In this study, researchers used claims from the IBM MarketScan Commercial and Medicare Supplemental Databases and selected patients beginning secukinumab (SEC), adalimumab (ADA), ustekinumab (UST), etanercept (ETA), or APR between between January 2015 and August 2018. Metabolic comorbidities included diabetes, hypertension, hyperlipidemia, coronary heart disease, obesity, and anxiety.

Other medications noted in the claims included antidepresssants, cardiovascular disease drugs, antihypertensives, topical steroids, methotrexate, other biologics, and systemic steroids.

Demographic and clinical characteristics were measured at index and during the 12-month preindex period, respectively.

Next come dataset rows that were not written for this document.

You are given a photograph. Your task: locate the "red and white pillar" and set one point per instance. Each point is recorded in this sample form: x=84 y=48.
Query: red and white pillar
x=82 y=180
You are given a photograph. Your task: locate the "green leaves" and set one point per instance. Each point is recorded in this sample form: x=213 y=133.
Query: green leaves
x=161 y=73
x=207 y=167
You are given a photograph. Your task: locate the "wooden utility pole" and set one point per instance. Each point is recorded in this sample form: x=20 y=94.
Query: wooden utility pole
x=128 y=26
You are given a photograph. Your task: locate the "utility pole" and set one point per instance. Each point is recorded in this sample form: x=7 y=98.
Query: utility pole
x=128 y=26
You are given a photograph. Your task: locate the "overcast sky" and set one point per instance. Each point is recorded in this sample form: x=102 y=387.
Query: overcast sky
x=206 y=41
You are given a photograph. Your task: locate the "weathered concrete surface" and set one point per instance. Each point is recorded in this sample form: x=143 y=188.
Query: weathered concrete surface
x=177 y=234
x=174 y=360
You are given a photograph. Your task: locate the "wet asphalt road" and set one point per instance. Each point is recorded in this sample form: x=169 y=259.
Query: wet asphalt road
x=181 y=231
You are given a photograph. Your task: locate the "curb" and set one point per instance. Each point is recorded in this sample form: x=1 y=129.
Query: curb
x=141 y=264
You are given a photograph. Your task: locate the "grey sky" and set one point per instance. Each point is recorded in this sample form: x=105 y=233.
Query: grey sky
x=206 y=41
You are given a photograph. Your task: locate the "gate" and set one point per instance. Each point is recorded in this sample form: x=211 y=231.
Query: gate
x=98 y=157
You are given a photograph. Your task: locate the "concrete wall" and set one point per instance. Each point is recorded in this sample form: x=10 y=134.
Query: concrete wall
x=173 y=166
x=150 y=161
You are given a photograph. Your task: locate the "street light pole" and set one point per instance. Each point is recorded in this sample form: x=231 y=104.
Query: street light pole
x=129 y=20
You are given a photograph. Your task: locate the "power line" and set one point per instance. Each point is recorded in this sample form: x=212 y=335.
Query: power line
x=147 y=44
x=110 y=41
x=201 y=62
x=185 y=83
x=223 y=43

Adherence, nonpersistence, discontinuation, switching, and reinitiation were examined over 12-, 18-, and 24-month postindex periods. Switching was defined as 4 possible methods: index on a biologic and initiating a biologic different from the index medication with or without a treatment gap; index on a biologic and starting APR/oral medication after a treatment gap; index on APR and starting any oral medication with a treatment gap; or index on APR and beginning a biologic with or without a treatment gap

Treatment gaps were defined as 4 weeks for ETA and APR, 8 weeks for ADA, 10 weeks for SEC, and 18 weeks for UST. Adherence was defined as proportion of days covered less than or equal to 0.8. Nonpersistence was defined as there being no refill within the predefined treatment gaps, and discontinuation was defined as there being no claim for the index medication after a treatment gap.

Reinitiation was defined as a subsequent claim for the index medication after a treatment gap.

At the index date, there were 3471 claims for SEC, 91,595 for ADA, 12,909 for USR, 46,753 for ETA, and 16,790 for APR.

The researchers said that about 16% to 46% of patients who started biologics or APR had PsA. Both groups had poor overall adherence and high rates of switching; patients who self-administered found it challenging to maintain long-term therapy.

The results showed that patients without PsA who were treated with UST, a biologic that inhibits interleukin (IL)-23 and IL-12, had better persistence, lower discontinuation, and lower switching. IL-12 and IL-23 modulate lymphocyte function, including T-helper (Th) 1 and Th17 cells.

Reference

Feldman SR, Zhang J, Martinez D, et al. Treatment patterns of biologics and apremilast among patients with moderate to severe plaque psoriasis by metabolic syndrome status. Presented at: ISPOR 2019 Annual Meeting; May 18-22, 2019; New Orleans, LA. Poster 138.